そのような中、先日、世界3大投資家の一人であるジム・ロジャーズ氏の新刊本「ジム・ロジャーズ 大予測: 激変する世界の見方」(東洋経済新報社)が発売されました。

 

 

新刊本には、以下のような事が書かれていました。

 

 

 

・これまでアメリカの株価はまったく下がらず、10年以上、連続で上昇し続けてきた。これは未だかつて起きたことがない現象だ。

 

 

・(今回のコロナ危機の)死亡者数を見れば、(中世末期の欧州の)ペストとは比較の対象にならない。ペストは当時の欧州の人口の3分の1、国によっては8割以上の人が亡くなっている。(中略)もちろんメディアは、ペスト再来だと、そう思ってほしいだろう。なぜならセンセーショナルに書けば新聞も売れるし、ネットのアクセス回数も増えるからだ。

 

 

・世界の中央銀行は、足並みを揃え、これまで世界史上最も大量のお金を刷ってきたにもかかわらず、今回の(コロナ危機)騒動でさらなる量的緩和を発表してさらに大量のお金をバラまこうとしている。日銀は以前より国債やETFを購入してきた。このままいけば、日銀が日本株の最大の株主になるという。こんなことが中央銀行の役割だろうか。中央銀行は狂気に拍車がかかっていると言わざるをえない。

 

 

・簡単に言えば、一番やられたものを買うべきだ。株以外に急落した資産では、銀価格が数年ぶりの安値を更新している。

 

 

・私は米ドルを大量に持っているが、それを売る必要はまったくないと思っている。その理由は、本当に安全な通貨を求める時に一番安全な通貨が米ドルだと思っているからだ。

 

 

・現金を持つにしても、間違えた通貨を持ってはいけない。そして、現金以外にも金や銀も買うべきだ。直近では、銀価格が金より落ち込んでいるので、どちらかを選べと言われたら私は銀を選ぶ。

 

 

・政府も民間も現在ほど、多額の債務を抱えた時代はない。債務は成長の機会を奪うのだ。欧米も日本も新興国も多額の債務を抱えている。まさしく歴史上初の異常事態と言ってよい。

 

 

・私はもう8年間、金や銀には投資していなかったが、ここ最近また、それらへの投資を始めている。さらに、金や銀が下がる展開になれば、ここは惜しみなく買おうと思っている。

 

 

・不安の時代には金や銀に投資するのが正しい。

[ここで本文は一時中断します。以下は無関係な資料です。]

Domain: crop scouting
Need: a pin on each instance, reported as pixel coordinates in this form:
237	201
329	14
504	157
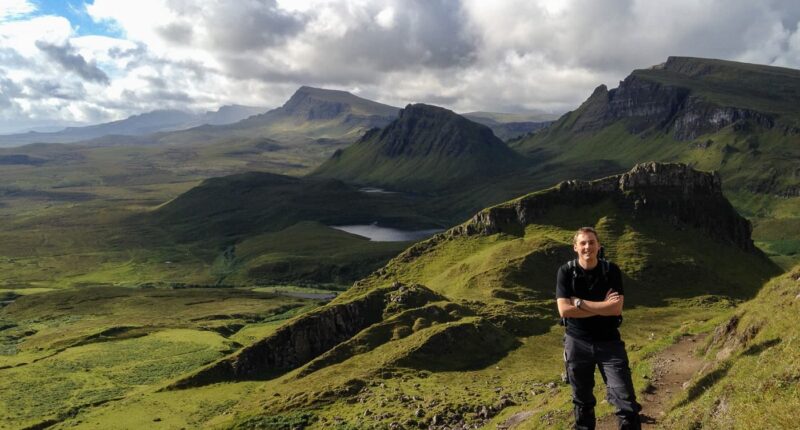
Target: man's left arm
615	299
611	306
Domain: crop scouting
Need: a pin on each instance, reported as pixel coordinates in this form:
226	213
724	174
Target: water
375	190
386	234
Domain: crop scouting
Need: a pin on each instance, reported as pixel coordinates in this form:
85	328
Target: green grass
66	351
757	384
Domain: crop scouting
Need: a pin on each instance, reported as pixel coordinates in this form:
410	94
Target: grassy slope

私はもっと多くの人が金や銀に投資すべきだと思っている。私は、そう遠くない未来に、金や銀が大きな利益を生むと見ている。なぜなら歴史を振り返ると、人々が政府に対して信頼を無くしたとき、金や銀の価格は急騰しているからだ。

 

 

 

上記のように、グリーンスパン氏と同様、ジム・ロジャーズ氏も金に強気であり、また銀により強気です。

 

 

ところで、「円」はどうでしょうか?

 

 

最近、ロイター通信にJPモルガン・チェース銀行の佐々木融氏の「中長期は円高・超長期は円安」という見解が出ていました。

 

 

実は、ジム・ロジャーズ氏も「円高を支持している人達が大勢いる」ことは認めつつ、超長期では円安との考えです。(通貨安が浸透するには何十年もかかると言っています)

 

 

ちなみに、国債においては「短期」「中期」「長期」の期間が明確に定義されており、償還期間1年以下の国債を「短期」、1年超5年以下を「中期」、5年超10年以下を「長期」、10年超を「超長期」と呼びます。

 

 

したがって、「円」についても、この先10年以内は円高目線で、10年超になってくると円安目線でみておくといいのかもしれません。

 

 

いずれにせよ、昔から言われているように、この先もしばらく「有事の金」「有事の銀」「有事のドル」「有事の円」が健在だと思います。

 

 

引き続き頑張りましょう。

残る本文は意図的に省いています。